The Trust’s primary defence of the Chairman’s DPV is that it allows members unable to attend the AGM to delegate to someone who can attend and will be able to make up his or her mind having listened to the debate. In reality, Civica itself has stated it automatically pre-casts the DPVs in line with the Trust leadership’s recommendations before the AGM has even taken place.
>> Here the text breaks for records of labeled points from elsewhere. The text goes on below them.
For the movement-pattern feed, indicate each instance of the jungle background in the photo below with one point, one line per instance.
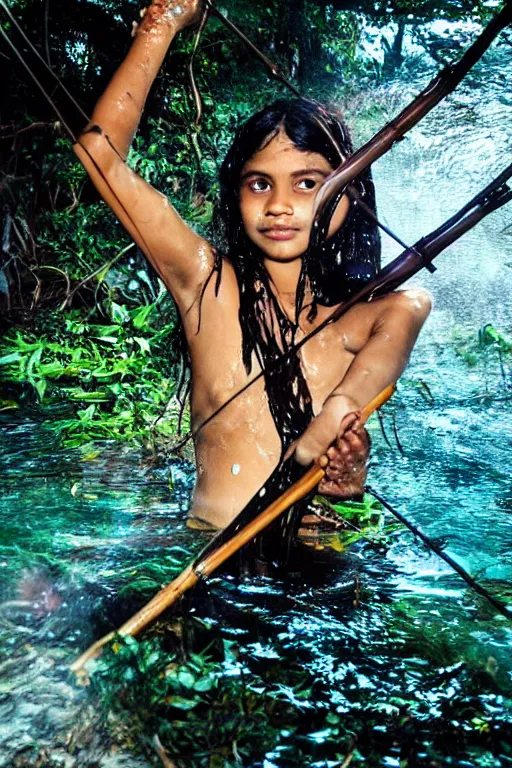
(85, 321)
(371, 653)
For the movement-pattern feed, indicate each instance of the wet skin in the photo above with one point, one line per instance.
(345, 365)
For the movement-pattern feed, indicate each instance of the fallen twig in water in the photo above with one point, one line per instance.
(223, 546)
(498, 604)
(162, 754)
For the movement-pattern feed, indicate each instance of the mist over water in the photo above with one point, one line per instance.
(78, 523)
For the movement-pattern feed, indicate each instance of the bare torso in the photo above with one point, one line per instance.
(240, 448)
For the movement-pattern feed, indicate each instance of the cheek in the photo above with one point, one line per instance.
(251, 213)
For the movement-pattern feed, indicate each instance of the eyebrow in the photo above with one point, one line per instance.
(302, 172)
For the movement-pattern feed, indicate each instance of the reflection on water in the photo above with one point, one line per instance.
(369, 626)
(366, 631)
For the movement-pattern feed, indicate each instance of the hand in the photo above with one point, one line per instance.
(345, 475)
(323, 430)
(180, 13)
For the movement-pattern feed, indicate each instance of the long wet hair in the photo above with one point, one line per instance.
(334, 270)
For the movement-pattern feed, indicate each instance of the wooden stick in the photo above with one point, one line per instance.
(190, 576)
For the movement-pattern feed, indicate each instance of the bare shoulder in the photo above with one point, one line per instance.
(212, 311)
(404, 309)
(415, 300)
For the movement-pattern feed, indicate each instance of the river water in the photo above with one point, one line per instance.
(377, 655)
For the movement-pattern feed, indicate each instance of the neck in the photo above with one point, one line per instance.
(284, 279)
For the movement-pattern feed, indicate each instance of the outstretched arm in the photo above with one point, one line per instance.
(179, 255)
(379, 362)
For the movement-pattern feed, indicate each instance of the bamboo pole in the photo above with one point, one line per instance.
(202, 568)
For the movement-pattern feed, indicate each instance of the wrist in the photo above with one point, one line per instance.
(341, 403)
(161, 15)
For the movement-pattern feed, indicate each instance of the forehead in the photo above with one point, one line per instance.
(280, 153)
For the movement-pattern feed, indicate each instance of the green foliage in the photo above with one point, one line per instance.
(117, 376)
(489, 343)
(363, 520)
(221, 706)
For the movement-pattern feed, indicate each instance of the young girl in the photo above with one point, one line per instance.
(242, 306)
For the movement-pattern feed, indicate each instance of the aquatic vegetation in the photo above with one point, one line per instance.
(489, 342)
(357, 521)
(231, 703)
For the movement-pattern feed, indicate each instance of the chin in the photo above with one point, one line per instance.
(282, 252)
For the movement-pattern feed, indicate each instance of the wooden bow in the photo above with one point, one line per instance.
(215, 556)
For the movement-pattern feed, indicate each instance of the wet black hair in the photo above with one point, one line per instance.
(335, 269)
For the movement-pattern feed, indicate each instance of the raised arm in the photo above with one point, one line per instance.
(181, 257)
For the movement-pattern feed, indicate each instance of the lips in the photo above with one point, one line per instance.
(279, 233)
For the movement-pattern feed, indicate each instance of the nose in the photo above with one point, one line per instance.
(279, 202)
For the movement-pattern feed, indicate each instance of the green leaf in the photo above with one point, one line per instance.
(181, 703)
(143, 344)
(12, 358)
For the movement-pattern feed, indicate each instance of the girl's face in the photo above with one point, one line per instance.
(278, 186)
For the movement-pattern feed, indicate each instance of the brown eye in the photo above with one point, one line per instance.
(307, 183)
(259, 185)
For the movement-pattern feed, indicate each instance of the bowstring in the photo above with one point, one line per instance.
(197, 99)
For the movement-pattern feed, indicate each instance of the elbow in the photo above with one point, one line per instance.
(418, 303)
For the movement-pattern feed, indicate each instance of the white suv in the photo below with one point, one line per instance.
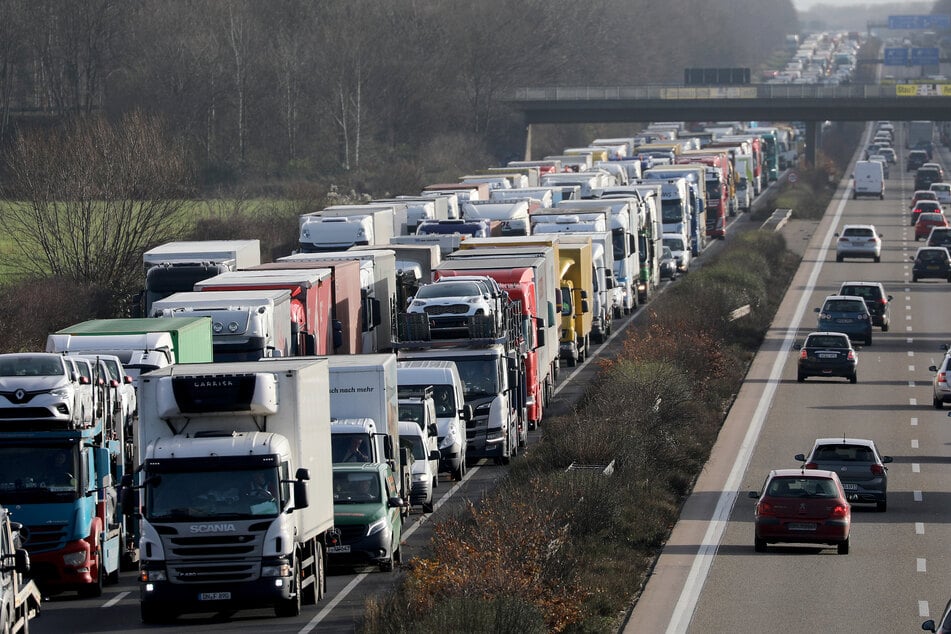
(42, 386)
(450, 303)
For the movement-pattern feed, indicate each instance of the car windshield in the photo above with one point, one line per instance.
(356, 488)
(843, 453)
(827, 341)
(31, 366)
(449, 289)
(800, 487)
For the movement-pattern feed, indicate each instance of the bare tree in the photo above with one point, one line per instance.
(95, 196)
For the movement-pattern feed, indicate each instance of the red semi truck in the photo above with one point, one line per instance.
(345, 296)
(517, 278)
(313, 329)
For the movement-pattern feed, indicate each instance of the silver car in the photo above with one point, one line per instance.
(858, 241)
(859, 465)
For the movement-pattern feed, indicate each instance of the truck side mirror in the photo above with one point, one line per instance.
(338, 333)
(300, 495)
(22, 561)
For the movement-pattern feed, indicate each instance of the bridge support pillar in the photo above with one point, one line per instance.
(813, 134)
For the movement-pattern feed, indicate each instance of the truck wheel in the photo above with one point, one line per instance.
(94, 589)
(288, 608)
(155, 613)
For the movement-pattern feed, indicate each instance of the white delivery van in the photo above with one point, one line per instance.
(868, 179)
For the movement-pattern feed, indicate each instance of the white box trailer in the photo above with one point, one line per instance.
(235, 453)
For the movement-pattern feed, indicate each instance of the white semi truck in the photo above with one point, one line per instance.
(234, 486)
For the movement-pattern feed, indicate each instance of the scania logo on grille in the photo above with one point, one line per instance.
(213, 528)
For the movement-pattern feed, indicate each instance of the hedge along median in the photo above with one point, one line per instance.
(551, 550)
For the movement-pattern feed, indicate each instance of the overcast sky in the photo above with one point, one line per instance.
(802, 5)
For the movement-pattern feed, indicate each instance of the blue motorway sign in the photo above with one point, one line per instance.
(896, 56)
(906, 22)
(924, 57)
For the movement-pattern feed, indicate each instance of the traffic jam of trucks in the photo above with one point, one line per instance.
(265, 422)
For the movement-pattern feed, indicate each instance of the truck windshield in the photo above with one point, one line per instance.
(207, 495)
(39, 474)
(480, 376)
(672, 211)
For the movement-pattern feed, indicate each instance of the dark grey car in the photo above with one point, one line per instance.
(859, 465)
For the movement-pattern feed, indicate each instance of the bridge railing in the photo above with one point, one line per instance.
(748, 91)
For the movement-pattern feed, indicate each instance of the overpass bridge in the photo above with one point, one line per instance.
(810, 103)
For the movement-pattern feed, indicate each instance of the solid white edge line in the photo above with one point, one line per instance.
(690, 595)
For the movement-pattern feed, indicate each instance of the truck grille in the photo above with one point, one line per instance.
(46, 537)
(453, 309)
(350, 534)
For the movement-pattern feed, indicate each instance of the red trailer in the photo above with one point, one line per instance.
(313, 329)
(346, 296)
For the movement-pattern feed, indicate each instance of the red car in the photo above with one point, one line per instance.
(927, 220)
(923, 206)
(802, 506)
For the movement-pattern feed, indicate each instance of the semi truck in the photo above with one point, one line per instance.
(60, 475)
(247, 324)
(141, 344)
(313, 329)
(19, 597)
(364, 401)
(234, 490)
(490, 362)
(345, 296)
(174, 267)
(378, 291)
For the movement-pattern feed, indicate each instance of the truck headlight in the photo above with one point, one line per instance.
(376, 526)
(74, 560)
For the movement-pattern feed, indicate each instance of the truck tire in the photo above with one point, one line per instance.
(94, 589)
(289, 608)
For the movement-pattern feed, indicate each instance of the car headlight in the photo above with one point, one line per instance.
(376, 526)
(74, 560)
Flawed statutory framework

Many of the recent undemocratic trends are possible because of a flawed statutory framework. The Trust’s capacity to amend its own Statutory Instrument (SI) is one major flaw. For example, the Trust’s leadership was able to effectively exclude members from the AGM chamber under amendments it made to the governing SI in 2022. These amendments had been presented to the membership of the Trust in 2021 in the form of a resolution billed as being about “digital futures”. The Trustees’ supporting statement argued that the amendments were designed to update the existing SI, which it claimed did not provide for hybrid AGMs or online voting. Yet the Trust’s Annual Reports of 2013 to 2017 all refer to “many members who had joined the meeting via the webcast” or “virtually” at the AGMs held in those years, suggesting that the original 2005 SI did not preclude hybrid AGMs (it also did make provision for “electronic” voting). The Trust’s leadership therefore misinformed its members.

Other anti-democratic behaviour

The Trust leadership’s practice of presenting recommendations to members on how to vote unfairly disadvantages independent candidates and members’ resolutions critical of the management. This is particularly the case for Council candidates, who are not allowed to canvass for votes, while Trust-recommended candidates are promoted by the National Trust itself.
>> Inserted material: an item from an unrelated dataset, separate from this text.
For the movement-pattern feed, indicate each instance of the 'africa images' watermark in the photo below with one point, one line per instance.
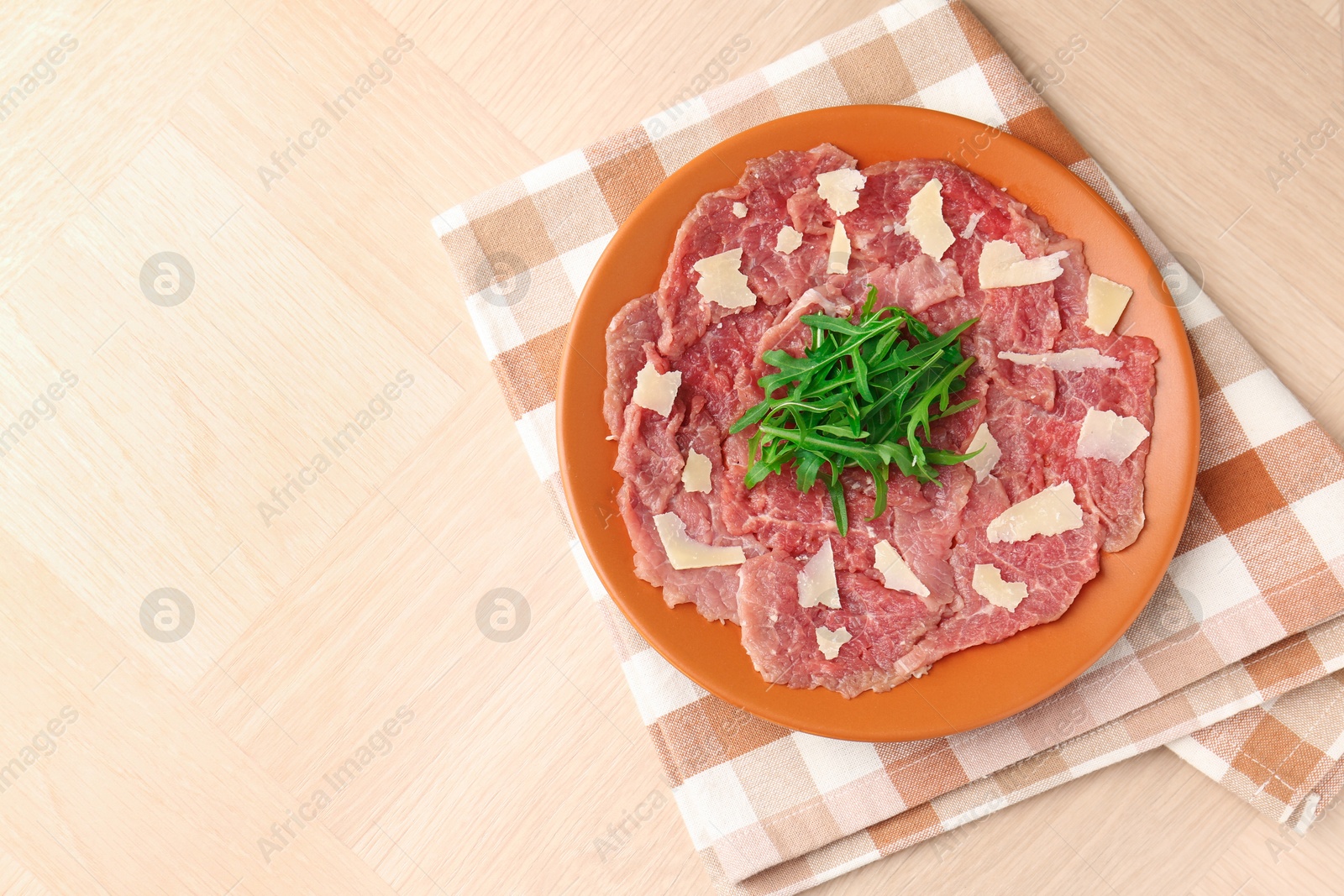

This report makes two recommendations to end the anti-democratic tactics currently used by the Trust’s leadership and to prevent further such abuses of power:

1. The Secretary of State for Culture, Media and Sport should, ahead of the next AGM in autumn 2024, introduce a new Statutory Instrument (SI) for the National Trust. This SI would reverse the post-pandemic amendments, prohibit all anti-democratic measures (such as Quick Vote, the Chairman’s discretionary proxy vote and the prevention of inperson attendance at AGMs), and would not provide for the Trustees to amend it.

2. The Charity Commission should open a statutory inquiry to identify the root causes of the recent democratic backsliding in the National Trust, to prevent repetition and to re-establish good governance.